Background Code behind my deployed R Shiny app located at https://thalamus.shinyapps.io/Movie_Sentiment_Detector/ containing an LSTM model capable of predicting the sentiment of movie reviews. A couple examples of how this app works can be seen below:

Negative Review Positive Review

The first folder contains the code which I used to actually deploy the R Shiny app in www.shinyapps.io. To obtain the best-performing sentiment model that goes along this code in the R Shiny app see: https://drive.google.com/open?id=1g4zOfEiGDUGWJm4mUz5V0xGl8WlF_BV2

The second folder above represents the orginal code that I used to build and test the app locally in my computer.

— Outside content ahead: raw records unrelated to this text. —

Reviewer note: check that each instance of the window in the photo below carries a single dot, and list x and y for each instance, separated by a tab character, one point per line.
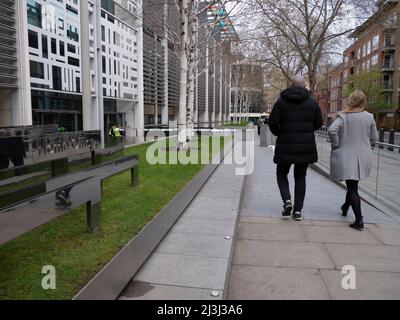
53	46
57	78
78	85
36	69
34	11
71	10
45	50
60	23
103	33
103	63
62	49
369	47
71	48
73	61
108	5
375	60
375	42
72	33
33	39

This includes the training of the LSTM model and the testing with a separate test set that yielded an 88% test accuracy. If you want to run this app locally, I suggest that you use the files in this folder and then obtain the "Sentiment_Best_Model.pt" file from this link https://drive.google.com/open?id=1g4zOfEiGDUGWJm4mUz5V0xGl8WlF_BV2. After that, just run "Movie_Review_Sentiment_Predictions_App.R" inside RStudio and you should be good to go!

Please be advised, it may take a few seconds for the Shiny app to load once you click on the URL above, and, once you type a movie review, to give the first prediction. If anyone notices any errors, please let me know, so I can fix them. It would be much appreciated!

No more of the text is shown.